Sus ojos parecían amarillos a la extraña luz. Su piel parecía amarilla también. Tendió de nuevo las manos hacia ella, ansioso, una se cerró sobre su pecho, la otra se deslizó hacia abajo por su espalda en busca de la base de su espina dorsal. Inclinó la cabeza contra el hueco de su garganta y hociqueó ruidosamente, como un animal. Sus caderas se agitaron y empujaron contra ella de una forma revulsiva. Al mismo tiempo empezó a forzarla hacia atrás en dirección a una esquina de la habitación.
De pronto Siferra recordó el palo que había recogido en alguna parte durante la noche en el edificio del observatorio. Todavía lo sujetaba, colgado blandamente de su mano. Lo alzó con rapidez y estrelló la punta contra la barbilla de Balik, con fuerza. La cabeza del hombre se sacudió hacia arriba y hacia atrás, sus dientes chasquearon.
La soltó y retrocedió unos tambaleantes pasos. Sus ojos estaban muy abiertos por la sorpresa y el dolor. Su labio estaba partido allá donde se lo había mordido, y la sangre resbalaba por una comisura de su boca.

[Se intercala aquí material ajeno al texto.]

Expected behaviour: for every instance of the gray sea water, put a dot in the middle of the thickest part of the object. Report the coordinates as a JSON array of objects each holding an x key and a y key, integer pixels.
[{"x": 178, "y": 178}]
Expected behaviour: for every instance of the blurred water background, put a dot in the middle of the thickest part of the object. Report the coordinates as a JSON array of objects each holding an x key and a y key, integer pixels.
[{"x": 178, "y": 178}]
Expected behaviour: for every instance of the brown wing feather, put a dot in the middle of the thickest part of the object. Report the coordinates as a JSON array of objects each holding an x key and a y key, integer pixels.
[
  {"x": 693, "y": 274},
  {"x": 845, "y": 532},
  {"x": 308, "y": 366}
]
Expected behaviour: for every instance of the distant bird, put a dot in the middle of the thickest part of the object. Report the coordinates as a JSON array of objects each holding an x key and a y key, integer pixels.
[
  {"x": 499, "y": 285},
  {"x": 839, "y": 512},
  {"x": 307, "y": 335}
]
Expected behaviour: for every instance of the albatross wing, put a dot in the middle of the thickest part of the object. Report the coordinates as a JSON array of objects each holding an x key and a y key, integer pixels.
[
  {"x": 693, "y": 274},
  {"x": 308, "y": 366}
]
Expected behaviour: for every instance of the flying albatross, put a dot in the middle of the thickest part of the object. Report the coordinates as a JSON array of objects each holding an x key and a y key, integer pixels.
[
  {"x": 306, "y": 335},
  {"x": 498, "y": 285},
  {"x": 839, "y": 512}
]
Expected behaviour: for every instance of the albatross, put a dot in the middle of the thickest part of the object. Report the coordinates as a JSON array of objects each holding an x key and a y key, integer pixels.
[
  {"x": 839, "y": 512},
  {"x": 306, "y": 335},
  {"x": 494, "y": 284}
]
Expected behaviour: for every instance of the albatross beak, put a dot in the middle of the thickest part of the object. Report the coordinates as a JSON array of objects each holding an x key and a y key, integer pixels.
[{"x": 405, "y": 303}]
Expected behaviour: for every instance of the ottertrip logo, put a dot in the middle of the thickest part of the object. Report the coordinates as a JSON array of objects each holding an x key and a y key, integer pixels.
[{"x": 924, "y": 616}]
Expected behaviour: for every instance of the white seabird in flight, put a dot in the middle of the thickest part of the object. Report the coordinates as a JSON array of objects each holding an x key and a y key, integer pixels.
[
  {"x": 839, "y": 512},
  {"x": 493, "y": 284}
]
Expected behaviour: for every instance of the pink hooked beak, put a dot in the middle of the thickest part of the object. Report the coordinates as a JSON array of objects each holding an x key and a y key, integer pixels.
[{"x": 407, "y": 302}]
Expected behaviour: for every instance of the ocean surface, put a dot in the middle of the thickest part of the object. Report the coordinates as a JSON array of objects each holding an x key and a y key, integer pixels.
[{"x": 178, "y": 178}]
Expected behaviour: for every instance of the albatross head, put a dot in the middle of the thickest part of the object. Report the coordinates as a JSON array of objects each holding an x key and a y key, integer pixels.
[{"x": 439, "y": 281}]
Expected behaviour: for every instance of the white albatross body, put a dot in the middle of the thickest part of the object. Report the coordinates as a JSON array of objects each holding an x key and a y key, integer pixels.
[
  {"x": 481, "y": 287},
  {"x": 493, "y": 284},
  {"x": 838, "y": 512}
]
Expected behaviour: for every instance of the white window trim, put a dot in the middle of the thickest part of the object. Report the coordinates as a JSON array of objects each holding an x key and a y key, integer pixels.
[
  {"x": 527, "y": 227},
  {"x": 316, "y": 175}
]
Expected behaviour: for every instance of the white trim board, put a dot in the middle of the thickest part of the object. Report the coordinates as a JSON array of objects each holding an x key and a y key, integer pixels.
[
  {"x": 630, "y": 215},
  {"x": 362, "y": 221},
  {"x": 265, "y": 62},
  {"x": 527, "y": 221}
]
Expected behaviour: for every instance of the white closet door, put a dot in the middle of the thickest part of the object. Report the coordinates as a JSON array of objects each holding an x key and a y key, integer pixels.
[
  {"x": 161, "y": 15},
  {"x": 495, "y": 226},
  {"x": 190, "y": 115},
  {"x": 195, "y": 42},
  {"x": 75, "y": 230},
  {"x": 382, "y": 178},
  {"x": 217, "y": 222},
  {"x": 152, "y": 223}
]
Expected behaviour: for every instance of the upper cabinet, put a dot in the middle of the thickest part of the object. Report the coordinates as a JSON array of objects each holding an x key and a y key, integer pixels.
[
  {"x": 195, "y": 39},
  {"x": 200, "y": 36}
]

—¡Eh, puta! ¿Por qué me has pegado?
—Me tocaste.
—Malditamente cierto. ¡Te toqué! Y ya era hora de que lo hiciera. —Se frotó la mandíbula—. Escucha, Siferra, tira ese palo y deja de mirarme de este modo. Soy tu amigo. Tu aliado. El mundo se ha convertido en una jungla ahora, y sólo estamos nosotros dos. Nos necesitamos el uno al otro. No es seguro intentar ir solos ahora. No puedes permitirte correr ese riesgo.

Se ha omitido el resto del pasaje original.